Well, mine is set to Italian - and I can display simultaneously Italian, English, Russian, Chinese, Arabic and a number of others. The reason is simple: Codepage UTF-8 alias 65001 is meant for that. It can display every language for which fonts are installed.

It is actually a bit trickier if you look at the details, but it works :biggrin:

Dubby

okey... would you kind enough to provide an example... :D
or at least how to achieve it...

jj2007

Quote from: Dubby on March 10, 2013, 09:45:04 PM
okey... would you kind enough to provide an example... :D
or at least how to achieve it...

See reply #1.

Just saw that the example there uses "true" Unicode.
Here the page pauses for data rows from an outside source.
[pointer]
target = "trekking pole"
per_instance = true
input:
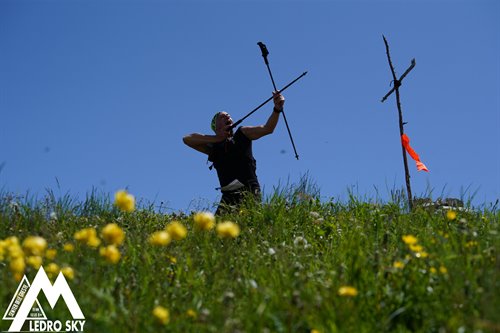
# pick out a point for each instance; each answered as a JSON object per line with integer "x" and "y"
{"x": 265, "y": 53}
{"x": 266, "y": 101}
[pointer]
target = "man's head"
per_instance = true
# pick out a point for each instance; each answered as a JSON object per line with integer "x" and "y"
{"x": 220, "y": 121}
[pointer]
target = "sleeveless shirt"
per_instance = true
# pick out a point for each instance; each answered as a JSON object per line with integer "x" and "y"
{"x": 233, "y": 159}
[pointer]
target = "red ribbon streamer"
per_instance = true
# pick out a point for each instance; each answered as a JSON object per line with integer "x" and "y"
{"x": 405, "y": 140}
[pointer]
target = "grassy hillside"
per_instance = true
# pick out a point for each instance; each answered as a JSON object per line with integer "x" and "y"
{"x": 297, "y": 265}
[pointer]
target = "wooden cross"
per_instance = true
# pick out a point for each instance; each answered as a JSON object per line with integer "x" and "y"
{"x": 395, "y": 88}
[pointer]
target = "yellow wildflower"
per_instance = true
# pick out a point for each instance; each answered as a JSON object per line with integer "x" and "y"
{"x": 34, "y": 261}
{"x": 68, "y": 247}
{"x": 398, "y": 265}
{"x": 422, "y": 254}
{"x": 110, "y": 253}
{"x": 228, "y": 230}
{"x": 124, "y": 201}
{"x": 113, "y": 234}
{"x": 347, "y": 291}
{"x": 161, "y": 314}
{"x": 50, "y": 254}
{"x": 160, "y": 238}
{"x": 204, "y": 220}
{"x": 176, "y": 230}
{"x": 451, "y": 215}
{"x": 415, "y": 247}
{"x": 13, "y": 240}
{"x": 52, "y": 270}
{"x": 35, "y": 245}
{"x": 471, "y": 244}
{"x": 191, "y": 313}
{"x": 68, "y": 272}
{"x": 409, "y": 239}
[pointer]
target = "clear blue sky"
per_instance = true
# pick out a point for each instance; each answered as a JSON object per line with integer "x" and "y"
{"x": 100, "y": 93}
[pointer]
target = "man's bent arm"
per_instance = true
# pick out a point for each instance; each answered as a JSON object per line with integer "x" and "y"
{"x": 200, "y": 142}
{"x": 256, "y": 132}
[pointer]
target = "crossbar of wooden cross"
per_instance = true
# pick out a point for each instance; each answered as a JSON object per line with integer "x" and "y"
{"x": 397, "y": 83}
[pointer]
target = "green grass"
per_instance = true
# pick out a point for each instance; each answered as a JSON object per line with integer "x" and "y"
{"x": 282, "y": 274}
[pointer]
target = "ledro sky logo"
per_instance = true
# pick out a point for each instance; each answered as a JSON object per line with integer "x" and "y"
{"x": 25, "y": 306}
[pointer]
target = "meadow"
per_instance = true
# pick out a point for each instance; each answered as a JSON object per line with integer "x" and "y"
{"x": 293, "y": 264}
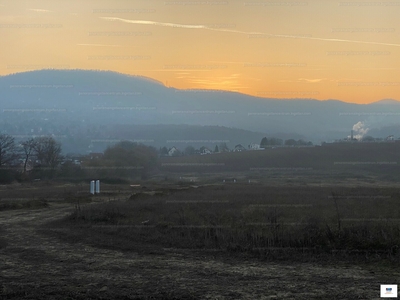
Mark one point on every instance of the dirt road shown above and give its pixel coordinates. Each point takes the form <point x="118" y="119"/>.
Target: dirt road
<point x="35" y="265"/>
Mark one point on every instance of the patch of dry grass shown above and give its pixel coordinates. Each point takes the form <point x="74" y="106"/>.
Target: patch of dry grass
<point x="258" y="220"/>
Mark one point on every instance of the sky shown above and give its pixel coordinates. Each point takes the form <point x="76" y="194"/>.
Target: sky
<point x="348" y="51"/>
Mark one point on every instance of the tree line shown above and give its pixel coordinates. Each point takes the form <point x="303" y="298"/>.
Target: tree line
<point x="40" y="157"/>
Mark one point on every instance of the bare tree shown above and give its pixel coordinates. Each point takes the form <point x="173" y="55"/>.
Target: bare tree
<point x="47" y="151"/>
<point x="8" y="149"/>
<point x="28" y="148"/>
Here is the UTF-8 version (Utf8.txt attached):

include \masm32\MasmBasic\MasmBasic.inc        ; download
  Init
  Recall "Utf8.txt", MyStrings$()        ; read strings from file into an array
  ; remember that a) user needs to set console font to Lucida, b) Chinese & Arabic fonts must be installed
  SetCpUtf8                ; set the codepage
  For_ ebx=0 To eax-1
        Print MyStrings$(ebx), CrLf$        ; print to console
  Next
  Inkey CrLf$, "--- hit any key ---"        ; wait for a keypress
  Exit
end start